As a data scientist, I’m obsessed with over-fitting everything I can. I want two things with my models:

  • To fit a model that can plot the steep increase in EGA count seen near Kansas City

  • To determine if a different predictor variable can be used for EGA count

Looking at the NLCD website, it looks like cultivated crops fits a better definition of the vegetation I recall giving me ticks during summer concerts in that area, so I’ll fit the models to that variable as well.

Variable Prep

# using the img file is significantly faster than the url
# dear god
# https://www.dropbox.com/scl/fi/ew7yzm93aes7l8l37cn65/KS_2011_NLCD.img?rlkey=60ahyvxhq18gt0yr47tuq5fig&e=1&dl=0
rl.nlcd2011 <- raster("KS_2011_NLCD.img")
## Warning: Too large for int: nan (GDAL error 1)
## Warning: Too large for int: nan (GDAL error 1)
plot(rl.nlcd2011)
## Warning: Too large for int: nan (GDAL error 1)
## Warning: Too large for int: nan (GDAL error 1)
## Warning: Too large for int: nan (GDAL error 1)
## Warning: Too large for int: nan (GDAL error 1)

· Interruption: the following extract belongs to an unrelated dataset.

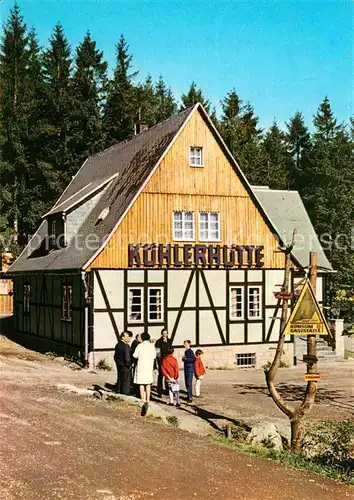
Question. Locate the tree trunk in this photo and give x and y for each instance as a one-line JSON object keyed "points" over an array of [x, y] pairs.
{"points": [[297, 434]]}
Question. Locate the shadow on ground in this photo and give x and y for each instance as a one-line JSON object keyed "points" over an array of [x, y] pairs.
{"points": [[292, 392]]}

# original grassland variable selected for the formal study
rl.nlcd.grass <- rl.nlcd2011
rl.nlcd.grass[] <- ifelse(rl.nlcd.grass[]==71,1,0)
## Warning: Too large for int: nan (GDAL error 1)
## Warning: Too large for int: nan (GDAL error 1)
## Warning: Too large for int: nan (GDAL error 1)
## Warning: Too large for int: nan (GDAL error 1)
plot(rl.nlcd.grass)

# raster of cultivated crops
rl.nlcd.cul <- rl.nlcd2011
rl.nlcd.cul[] <- ifelse(rl.nlcd.cul[]==82,1,0)
## Warning: Too large for int: nan (GDAL error 1)
## Warning: Too large for int: nan (GDAL error 1)
## Warning: Too large for int: nan (GDAL error 1)
## Warning: Too large for int: nan (GDAL error 1)
plot(rl.nlcd.cul)

# calculate percentage of land area that is grassland
# within 5 km of sampled location
df.aph$grass.perc <- unlist(lapply(extract(rl.nlcd.grass,pts.sample,buffer=5000),mean))*100
## Warning in .local(x, y, ...): Transforming SpatialPoints to the crs of the
## Raster
hist(df.aph$grass.perc,col="grey",main="",xlab="% grassland within \n5 km at sample location")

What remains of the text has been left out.